Last month, the Ministry of Health said BA.1 and BA.2 subvariants are both circulating in New Zealand, but the BA.2 subvariant is more dominant.

Australia's first case of XE was recently reported in a returned traveller, while it was reported on Friday that subvariant BA.4 or BA.5 (which one is yet to be determined) had been detected in Melbourne's wastewater.

Covid-19 modeller David Welch said the subvariants are likely to keep case numbers up to about a thousand a day in New Zealand.

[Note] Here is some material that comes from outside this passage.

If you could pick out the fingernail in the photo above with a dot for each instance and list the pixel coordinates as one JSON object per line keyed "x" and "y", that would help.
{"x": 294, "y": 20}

"It's not as bad as it was at the peak of the wave, but that's still quite a lot of people getting infected every day.

"The variant mix might change a little but there's nothing to suggest at the moment that we're going to get a really big new wave or even that these new variants being reported are really going to change the landscape."

Welch said the subvariants are not any more contagious than Omicron at this stage.

"Some of the variants that have been reported on recently like XE, also like BA.4 and BA.5, yes they are different, they might have slightly different behaviours, but they're not going to be ... the game changers that we've seen with Alpha, Delta or Omicron."

University of Canterbury epidemiologist Arindam Basu said a shift in Covid hotspots seen this weekend is expected.

Auckland is no longer the centre of the Omicron outbreak in Aotearoa.

Auckland reported 869 new cases yesterday, but the Canterbury District Health Board region reported more than twice that with 2255 cases.

The Southern DHB yesterday had the second highest case number yesterday with 1747, while Waikato had 1079.

All other regions had fewer than 1000 cases yesterday and the seven day rolling average of case numbers continued to decline, with yesterday's seven-day rolling average at 8283, compared to 10,843 for the previous Saturday.

Basu expects cases in the regions further south will grow, then also taper off, in the coming weeks - a trend which he said started weeks ago.